PPC – Giving structure to our arguments

What makes and argument strong?

We started class with this essential question. We established that a strong argument must have a clear claim/thesis, relevant evidence to support that claim, and must be structured/organized in a way that makes sense.

One type of written argument is an analytical paragraph. We have been working on close reading to help gather evidence to develop an idea/claim about a text. To help with the structure of an analytical paragraph, you were introduced to the idea of PPC, or Point Proof Comment.


Rhetorical Appeals and Sample Speech

Today we reviewed the three rhetorical appeals: ethos, logos and pathos. This video showed us how these appeals are used in advertising.

We then looked at a student speech together and in groups, you analyzed the speech for either ethos, logos or pathos.

Speech Transcript

—Writing Workshop—
You were given time in class to brainstorm different topics that you might want to persuade an audience on. I asked that you develop a claim and three main points to support that claim by the start of class tomorrow.

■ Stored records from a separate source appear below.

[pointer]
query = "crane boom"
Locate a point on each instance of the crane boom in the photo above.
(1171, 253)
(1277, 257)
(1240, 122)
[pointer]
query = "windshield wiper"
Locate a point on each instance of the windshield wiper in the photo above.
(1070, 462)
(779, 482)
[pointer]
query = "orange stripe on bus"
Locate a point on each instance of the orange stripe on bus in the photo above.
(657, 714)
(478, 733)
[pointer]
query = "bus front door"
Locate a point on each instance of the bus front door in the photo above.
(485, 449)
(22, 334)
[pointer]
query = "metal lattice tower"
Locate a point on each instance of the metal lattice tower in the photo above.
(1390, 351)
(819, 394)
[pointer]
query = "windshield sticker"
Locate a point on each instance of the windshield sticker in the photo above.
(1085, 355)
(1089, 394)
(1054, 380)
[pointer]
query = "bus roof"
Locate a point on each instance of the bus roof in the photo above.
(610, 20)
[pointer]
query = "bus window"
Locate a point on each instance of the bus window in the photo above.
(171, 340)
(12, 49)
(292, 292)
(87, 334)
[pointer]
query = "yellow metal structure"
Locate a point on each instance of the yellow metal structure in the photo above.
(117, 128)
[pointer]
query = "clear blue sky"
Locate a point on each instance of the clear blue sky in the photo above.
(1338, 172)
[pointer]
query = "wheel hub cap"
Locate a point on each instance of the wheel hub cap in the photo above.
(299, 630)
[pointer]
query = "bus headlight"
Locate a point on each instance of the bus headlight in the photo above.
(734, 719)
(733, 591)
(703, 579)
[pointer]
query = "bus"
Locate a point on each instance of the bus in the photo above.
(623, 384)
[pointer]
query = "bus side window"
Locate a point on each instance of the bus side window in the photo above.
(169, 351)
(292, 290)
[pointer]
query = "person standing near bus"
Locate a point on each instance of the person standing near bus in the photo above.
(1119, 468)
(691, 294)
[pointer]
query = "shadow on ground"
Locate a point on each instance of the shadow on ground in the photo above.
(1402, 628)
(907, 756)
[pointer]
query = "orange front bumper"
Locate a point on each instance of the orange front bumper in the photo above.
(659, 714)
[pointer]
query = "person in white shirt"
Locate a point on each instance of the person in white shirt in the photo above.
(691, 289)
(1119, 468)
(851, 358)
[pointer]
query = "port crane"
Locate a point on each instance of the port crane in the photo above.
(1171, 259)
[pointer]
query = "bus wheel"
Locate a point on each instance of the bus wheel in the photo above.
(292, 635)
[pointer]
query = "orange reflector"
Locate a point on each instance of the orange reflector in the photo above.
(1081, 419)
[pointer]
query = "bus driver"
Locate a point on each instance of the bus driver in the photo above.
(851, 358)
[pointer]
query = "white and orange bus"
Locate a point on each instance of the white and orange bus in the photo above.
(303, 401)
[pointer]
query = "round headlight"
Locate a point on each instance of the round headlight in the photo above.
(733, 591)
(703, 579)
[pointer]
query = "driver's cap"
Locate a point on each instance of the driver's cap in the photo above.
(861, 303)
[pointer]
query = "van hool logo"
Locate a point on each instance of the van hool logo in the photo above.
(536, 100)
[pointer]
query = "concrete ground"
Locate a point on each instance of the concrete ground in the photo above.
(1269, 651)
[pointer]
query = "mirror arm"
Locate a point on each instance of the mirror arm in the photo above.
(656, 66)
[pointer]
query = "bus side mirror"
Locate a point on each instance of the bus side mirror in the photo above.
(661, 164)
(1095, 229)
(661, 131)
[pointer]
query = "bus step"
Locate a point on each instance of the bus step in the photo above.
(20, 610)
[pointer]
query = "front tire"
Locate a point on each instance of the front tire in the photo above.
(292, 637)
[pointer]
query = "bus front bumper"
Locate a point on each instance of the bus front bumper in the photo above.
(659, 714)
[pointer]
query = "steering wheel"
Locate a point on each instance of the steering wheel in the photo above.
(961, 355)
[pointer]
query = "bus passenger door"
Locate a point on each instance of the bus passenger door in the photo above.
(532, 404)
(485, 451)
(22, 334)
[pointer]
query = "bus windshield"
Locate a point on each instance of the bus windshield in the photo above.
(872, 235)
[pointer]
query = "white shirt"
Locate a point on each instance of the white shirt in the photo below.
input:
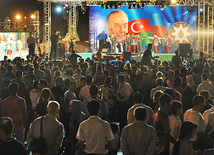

We discussed that there are three types of claims:

  • a statement of fact where you claim that something is true or not true –
    • “Although organic milk is more expensive, it benefits the animals, environment and you.”
  • a statement of value where you claim that something has or does not have worth –
    • “Organic milk is better than non-organic milk”
  • a statement of policy where you claim that something should or should not be done –
    • “AES should switch to organic milk.”